Die Aktionäre des US-Flugzeugbauers Boeing haben den scheidenden CEO Dave Calhoun erneut in den Aufsichtsrat gewählt und einer Abfindung für den Boeing-Chef in Millionenhöhe zugestimmt. Das Unternehmen gab die vorläufigen Ergebnisse des Votums am Freitag auf seiner Jahreshauptversammlung bekannt. Demnach wurden alle elf Boeing-Direktoren wiedergewählt und ein geplantes Vergütungspaket in Höhe von 33 Millionen Dollar (rund 30 Millionen Euro) für Calhoun von den Aktionären befürwortet.
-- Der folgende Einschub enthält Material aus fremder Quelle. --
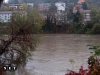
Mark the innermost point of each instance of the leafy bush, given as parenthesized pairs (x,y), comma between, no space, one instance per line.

Die Jahreshauptversammlung erfolgte vor dem Hintergrund schwerwiegender Vorwürfe – unter anderem wegen Sicherheitsproblemen – gegen den Flugzeugbauer. Nach mehreren Sicherheitspannen hatte Boeing Ende März den Rücktritt seines Vorstandsvorsitzenden Calhoun zum Ende des Jahres angekündigt und zwei weitere Personalwechsel an der Firmenspitze bekanntgegeben.
Das Beratungsunternehmen Glass Lewis hatte den Boeing-Aktionären geraten, gegen die Wiederwahl von Calhoun und zwei weiteren Boeing-Direktoren für den Aufsichtsrat zu stimmen. Die ISS, größte und wichtigste Organisation für die Beratung institutioneller Investoren in den USA, empfahl den Aktionären zudem, die Abfindung für Calhoun abzulehnen.
Der Aufsichtsratsvorsitzende Steve Mollenkopf sicherte einen „sorgfältigen Prozess“ bei der Wahl des Nachfolgers Calhouns zu. Es müsse jemand sein, der Boeing durch „die derzeitigen und künftigen Herausforderungen“ führen könne. „Die nächsten Monate und Jahre sind für den Konzern von entscheidender Bedeutung „, betonte Mollenkopf. Boeing müsse das „in jüngster Zeit verloren gegangene Vertrauen“ zurückgewinnen.
Zuletzt hatten mehrere technische Pannen bei Boeing-Maschinen für Verunsicherung gesorgt. Anfang des Jahres war bei einer Boeing 737 MAX 9 der Alaska Airlines während des Fluges ein Teil der Kabinenwand herausgebrochen. Das Flugzeug musste notlanden. Die Flugaufsichtsbehörde FAA ordnete in der Folge im Januar ein vorübergehendes Flugverbot für Maschinen der Bauart 737 MAX an. Betroffen waren 171 Flugzeuge.
Calhoun räumte daraufhin Versäumnisse ein. Er nannte den Zwischenfall einen „Wendepunkt“. Doch es kam zu weiteren Pannen: Anfang März fiel bei einer Boeing 777 der United Airlines kurz nach dem Abflug von San Francisco ein Reifen ab. Und in der vergangenen Woche kündigten neuseeländische Behörden eine Untersuchung an, nachdem mehrere Passagiere auf dem Flug einer Boeing 787 Dreamliner von Sydney nach Auckland bei heftigen Turbulenzen verletzt worden waren.
Am Dienstag hatte das Justizministerium im Washington erklärt, dass der Konzern wegen der Abstürze von zwei 737-MAX-Maschinen mit insgesamt 346 Toten in den Jahren 2018 und 2019 erneut strafrechtlich verfolgt werden könnte.